Just like any other cybersecurity framework, red teaming frameworks prescribe a set of tried and tested standard processes and procedures that should be followed by organizations. A red teaming framework has the following components:
- Defining the scope of a red teaming exercise and risk tolerance level of the organization
- Gathering threat intelligence data
- Conducting red team exercises
- Analyzing results and preparing a remediation plan
- Presentation before the senior management/board
As we have seen so far, red teaming frameworks can be prescribed by a government/regulatory authority, a well-known industry standard, or a non-profit organization. Whether following a particular red teaming framework is mandatory depends on the industry an organization is working in and the authority that has prescribed the framework. Some of the well-known red teaming frameworks include:
- TIBER-EU (Threat Intelligence-Based Ethical Red Teaming Framework – European Union)
- UK’s CBEST
- Hongkong’s iCAST (Intelligence-led Cyber Attack Simulation Testing)
- Saudi Arabia’s FEER (Financial Entities Ethical Red Teaming)
- Singapore’s AASE (Adversarial Attack Simulation Exercises)
- NATO’s framework
- Mitre’s ATT&CK framework
In this article, we will be focusing on TIBER-EU, AASE, and CBEST.
Threat Intelligence-Based Ethical Red Teaming Framework (TIBER-EU)
De Nederlandsche Bank (DNB) implemented the TIBER-NL program in June 2016. In May 2018, the European Central Bank’s Governing Council decided to adopt this framework for financial institutions across the European Union as TIBER-EU. This framework helps an organization in assessing its protection, detection, and response capabilities. It mimics tactics, techniques, and procedures (TTPs) derived from threat intelligence (TI) feeds to simulate an attack on critical functions and underlying systems. Here, the underlying systems consist of people, processes, and technologies.
It aims to achieve the following core objectives:
- To enhance cyber resiliency of organizations, and specifically for those in the financial sector
- To standardize and harmonize how organizations perform red-teaming exercises across the EU with a degree of flexibility to incorporate business-specific requirements
- To provide guidance to authorize, establish, implement, and manage this form of testing either at national or European level
- To support cross-border and cross-jurisdictional TI-based red team testing for MNCs
- To enable oversight for authorities seeking to rely on each other’s assessments carried out using the framework
- To provide a standard for cross-authority and cross-border collaboration, result sharing, and analysis.
Adversarial Attack Simulation Exercise (AASE)
Issued in late 2018 by the Association of Banks in Singapore (ABS), AASE is designed to challenge cybersecurity defensive mechanisms implemented by financial institutions. Similar to TIBER-EU, this framework aims to target people, processes, and technology with a clear-cut intention to compromise an organization’s critical functions. It aims to complement other security practices of an organization as an organization’s cybersecurity maturity grows. The primary goal of red teaming exercises conducted under this framework is to detect potential weaknesses that might not have been identified through standard vulnerability assessment and penetration testing exercises.

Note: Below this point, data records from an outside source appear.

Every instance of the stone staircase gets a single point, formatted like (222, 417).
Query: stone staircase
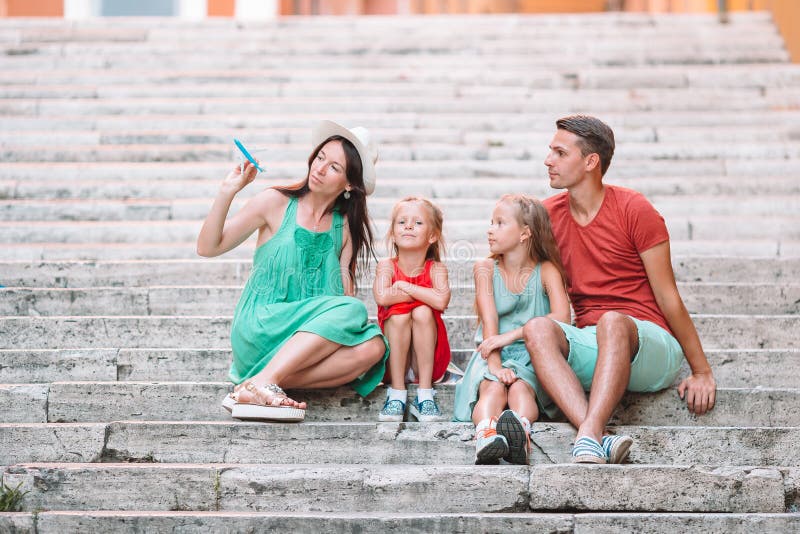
(114, 336)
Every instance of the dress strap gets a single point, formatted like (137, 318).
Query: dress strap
(289, 216)
(336, 231)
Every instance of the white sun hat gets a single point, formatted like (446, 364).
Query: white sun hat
(360, 138)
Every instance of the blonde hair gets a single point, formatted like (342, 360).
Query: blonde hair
(435, 250)
(542, 243)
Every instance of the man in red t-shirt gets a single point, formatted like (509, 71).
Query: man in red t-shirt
(632, 329)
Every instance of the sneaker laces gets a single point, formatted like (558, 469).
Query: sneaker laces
(486, 432)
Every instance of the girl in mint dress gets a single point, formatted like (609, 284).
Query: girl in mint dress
(297, 324)
(522, 279)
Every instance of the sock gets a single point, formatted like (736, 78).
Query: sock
(397, 394)
(525, 423)
(424, 394)
(482, 425)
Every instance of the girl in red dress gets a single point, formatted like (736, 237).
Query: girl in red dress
(412, 290)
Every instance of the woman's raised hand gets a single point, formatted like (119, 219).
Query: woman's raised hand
(238, 180)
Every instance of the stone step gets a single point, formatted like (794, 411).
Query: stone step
(456, 85)
(742, 298)
(467, 523)
(741, 332)
(539, 101)
(372, 443)
(702, 227)
(190, 198)
(375, 488)
(29, 177)
(415, 151)
(428, 39)
(662, 76)
(207, 271)
(94, 29)
(732, 368)
(251, 124)
(650, 51)
(85, 134)
(461, 250)
(379, 207)
(89, 402)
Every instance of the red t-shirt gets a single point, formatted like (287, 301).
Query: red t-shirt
(601, 259)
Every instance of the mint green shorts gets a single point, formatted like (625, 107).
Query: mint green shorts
(655, 366)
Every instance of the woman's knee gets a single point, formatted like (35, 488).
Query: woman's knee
(490, 388)
(422, 314)
(519, 389)
(399, 320)
(371, 352)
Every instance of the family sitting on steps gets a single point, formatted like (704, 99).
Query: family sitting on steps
(602, 248)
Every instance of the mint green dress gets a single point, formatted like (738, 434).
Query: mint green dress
(296, 286)
(513, 311)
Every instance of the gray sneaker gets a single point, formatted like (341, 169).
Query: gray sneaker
(425, 411)
(489, 447)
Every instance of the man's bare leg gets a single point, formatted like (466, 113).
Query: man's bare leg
(618, 342)
(548, 348)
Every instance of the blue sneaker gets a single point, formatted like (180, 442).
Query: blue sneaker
(617, 448)
(392, 411)
(588, 451)
(425, 411)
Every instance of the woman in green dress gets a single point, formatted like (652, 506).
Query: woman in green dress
(297, 324)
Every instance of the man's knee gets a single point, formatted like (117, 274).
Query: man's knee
(543, 337)
(618, 329)
(422, 314)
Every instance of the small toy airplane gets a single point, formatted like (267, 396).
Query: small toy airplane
(246, 155)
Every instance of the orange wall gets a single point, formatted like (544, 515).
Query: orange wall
(786, 14)
(221, 8)
(32, 8)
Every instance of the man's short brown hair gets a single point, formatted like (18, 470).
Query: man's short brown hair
(595, 137)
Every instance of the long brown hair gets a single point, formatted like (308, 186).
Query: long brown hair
(353, 208)
(436, 249)
(542, 243)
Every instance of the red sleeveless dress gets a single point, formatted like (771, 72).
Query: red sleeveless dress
(441, 353)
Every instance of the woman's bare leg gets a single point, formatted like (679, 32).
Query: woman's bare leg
(492, 399)
(341, 367)
(522, 400)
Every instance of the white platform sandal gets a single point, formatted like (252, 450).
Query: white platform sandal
(267, 405)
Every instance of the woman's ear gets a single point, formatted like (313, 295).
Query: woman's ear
(525, 234)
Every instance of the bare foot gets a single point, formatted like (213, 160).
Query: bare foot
(252, 394)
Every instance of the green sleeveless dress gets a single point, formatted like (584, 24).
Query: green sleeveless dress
(513, 311)
(296, 286)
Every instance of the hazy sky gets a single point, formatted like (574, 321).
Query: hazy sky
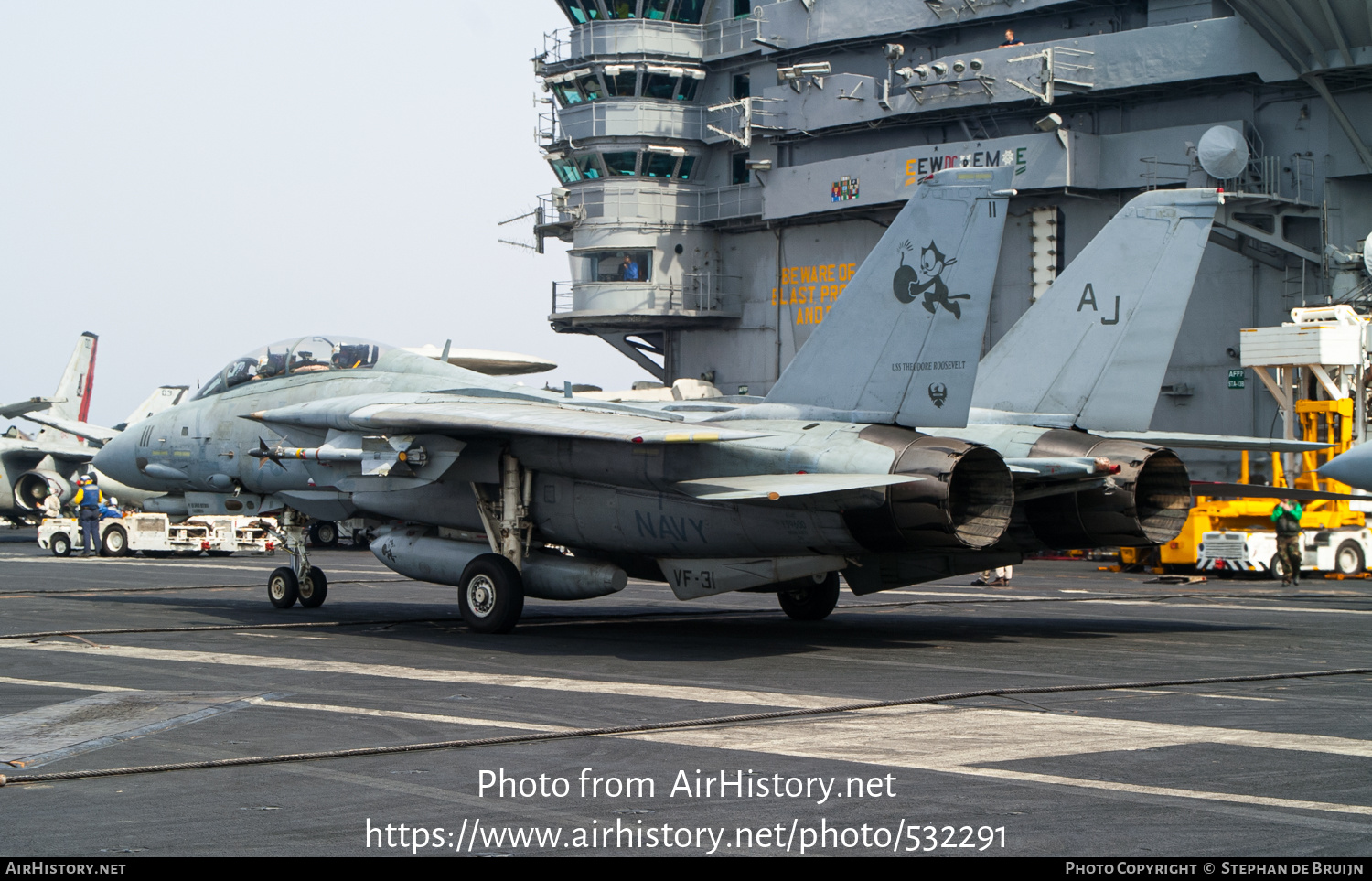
(192, 180)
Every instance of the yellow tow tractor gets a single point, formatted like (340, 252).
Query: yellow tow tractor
(1232, 535)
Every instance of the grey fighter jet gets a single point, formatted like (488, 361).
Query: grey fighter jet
(1353, 468)
(507, 491)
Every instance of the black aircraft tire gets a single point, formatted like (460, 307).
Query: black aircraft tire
(812, 601)
(283, 589)
(491, 595)
(315, 589)
(115, 543)
(1347, 559)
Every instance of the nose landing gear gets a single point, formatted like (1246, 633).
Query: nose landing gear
(299, 581)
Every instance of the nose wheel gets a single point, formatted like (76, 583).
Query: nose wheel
(298, 582)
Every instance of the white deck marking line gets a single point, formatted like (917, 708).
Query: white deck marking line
(1218, 607)
(417, 716)
(957, 740)
(65, 685)
(1174, 693)
(1163, 790)
(553, 683)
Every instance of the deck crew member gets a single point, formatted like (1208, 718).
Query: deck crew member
(88, 504)
(1287, 516)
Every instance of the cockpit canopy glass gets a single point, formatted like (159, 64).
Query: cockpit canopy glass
(306, 354)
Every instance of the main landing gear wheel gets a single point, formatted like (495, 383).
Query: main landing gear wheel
(115, 543)
(491, 595)
(1347, 559)
(324, 534)
(313, 589)
(283, 587)
(812, 600)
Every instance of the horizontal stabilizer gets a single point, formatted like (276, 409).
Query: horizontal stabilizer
(70, 425)
(32, 405)
(1183, 439)
(442, 414)
(776, 486)
(1259, 490)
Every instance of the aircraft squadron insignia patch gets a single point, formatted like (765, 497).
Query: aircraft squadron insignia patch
(911, 282)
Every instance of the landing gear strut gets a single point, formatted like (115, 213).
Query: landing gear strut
(299, 581)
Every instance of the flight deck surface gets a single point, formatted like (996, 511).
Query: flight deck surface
(1135, 768)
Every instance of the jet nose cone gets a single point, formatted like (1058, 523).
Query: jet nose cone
(1353, 467)
(115, 458)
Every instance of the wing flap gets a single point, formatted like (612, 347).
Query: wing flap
(743, 488)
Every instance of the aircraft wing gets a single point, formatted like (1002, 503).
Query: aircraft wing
(1257, 490)
(1215, 442)
(774, 486)
(32, 405)
(73, 427)
(458, 417)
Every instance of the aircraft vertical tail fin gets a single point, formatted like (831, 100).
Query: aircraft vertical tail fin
(1097, 345)
(77, 381)
(903, 340)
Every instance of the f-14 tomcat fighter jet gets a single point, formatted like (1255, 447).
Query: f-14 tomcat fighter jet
(493, 480)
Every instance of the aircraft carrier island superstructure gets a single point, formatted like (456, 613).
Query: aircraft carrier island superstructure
(724, 167)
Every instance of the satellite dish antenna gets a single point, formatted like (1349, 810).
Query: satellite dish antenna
(1223, 153)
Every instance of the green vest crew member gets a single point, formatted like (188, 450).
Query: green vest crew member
(1287, 518)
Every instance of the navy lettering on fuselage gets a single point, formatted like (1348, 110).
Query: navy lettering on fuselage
(670, 529)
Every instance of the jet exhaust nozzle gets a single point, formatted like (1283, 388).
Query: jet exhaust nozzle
(1144, 504)
(965, 501)
(546, 575)
(33, 486)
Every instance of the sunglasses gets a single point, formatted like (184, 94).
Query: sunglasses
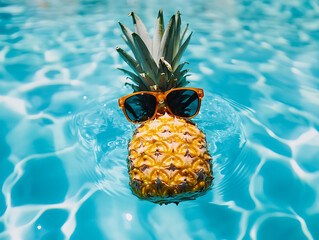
(142, 106)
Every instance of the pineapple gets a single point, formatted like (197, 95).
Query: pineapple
(168, 160)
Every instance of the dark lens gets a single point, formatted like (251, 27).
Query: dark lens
(183, 103)
(140, 107)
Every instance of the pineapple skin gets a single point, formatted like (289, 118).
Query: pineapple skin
(169, 161)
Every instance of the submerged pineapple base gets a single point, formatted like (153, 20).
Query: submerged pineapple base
(169, 161)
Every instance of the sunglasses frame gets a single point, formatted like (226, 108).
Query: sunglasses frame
(161, 96)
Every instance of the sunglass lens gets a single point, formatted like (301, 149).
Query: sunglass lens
(183, 103)
(140, 107)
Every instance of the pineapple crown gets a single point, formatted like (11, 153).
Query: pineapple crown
(156, 61)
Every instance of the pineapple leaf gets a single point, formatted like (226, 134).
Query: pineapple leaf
(141, 30)
(181, 74)
(149, 81)
(176, 41)
(136, 79)
(183, 34)
(180, 67)
(158, 34)
(180, 52)
(129, 60)
(163, 82)
(164, 67)
(182, 82)
(127, 36)
(133, 86)
(166, 40)
(148, 62)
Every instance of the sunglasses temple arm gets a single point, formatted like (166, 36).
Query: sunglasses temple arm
(130, 109)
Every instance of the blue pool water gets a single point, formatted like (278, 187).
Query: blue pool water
(63, 140)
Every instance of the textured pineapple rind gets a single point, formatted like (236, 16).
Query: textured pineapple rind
(169, 161)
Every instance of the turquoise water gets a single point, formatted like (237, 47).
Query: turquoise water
(63, 140)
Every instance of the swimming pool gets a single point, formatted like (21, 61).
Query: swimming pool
(63, 140)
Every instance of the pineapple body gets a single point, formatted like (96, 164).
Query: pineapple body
(169, 161)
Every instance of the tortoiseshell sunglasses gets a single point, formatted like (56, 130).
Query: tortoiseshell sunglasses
(142, 106)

Some of the key features of AASE include:
- It provides an outline for activities to be conducted as per organizational maturity.
- It lays down how to exercise goals should be defined, secrecy should be maintained, and critical functions should be targeted.
- It suggests a four-phased methodology consisting of Planning, Attack Preparation, Attack Execution, and Exercise Closure phases.
CBEST promotes the TI-based penetration testing approach for replicating the actions of cyber attacks for compromising technology assets and critical functions of an organization. Collaboration, evidence, and improvement lie at the heart of the CBEST framework. Published in 2016 by the Bank of England in close association with CREST, this framework proposes a non-informed, outside-in, covert penetration test for financial institutions. Financial institutions establish a Control Group comprising of a select number of individuals, who are generally system owners of the systems under the scope of a CBEST exercise.
However, a financial institution cannot proceed with an exercise before all the required legal contracts are in place. Legal contracts are essential for a financial institution as well as red team security experts so that the provisions of the Computer Misuse Act are not violated.
Applicable laws and jurisdictional factors are driving factors in deciding a red teaming framework. However, as a decision-maker or a security professional, you should consider answering the following questions in order to adopt a particular red teaming framework:
- Is the framework within the scope of applicable laws?
- Is the framework capable of allowing a red team to prepare for and execute a realistic cyber-attack?
- Does the framework have a well-defined systematic procedure for facilitating a red team exercise?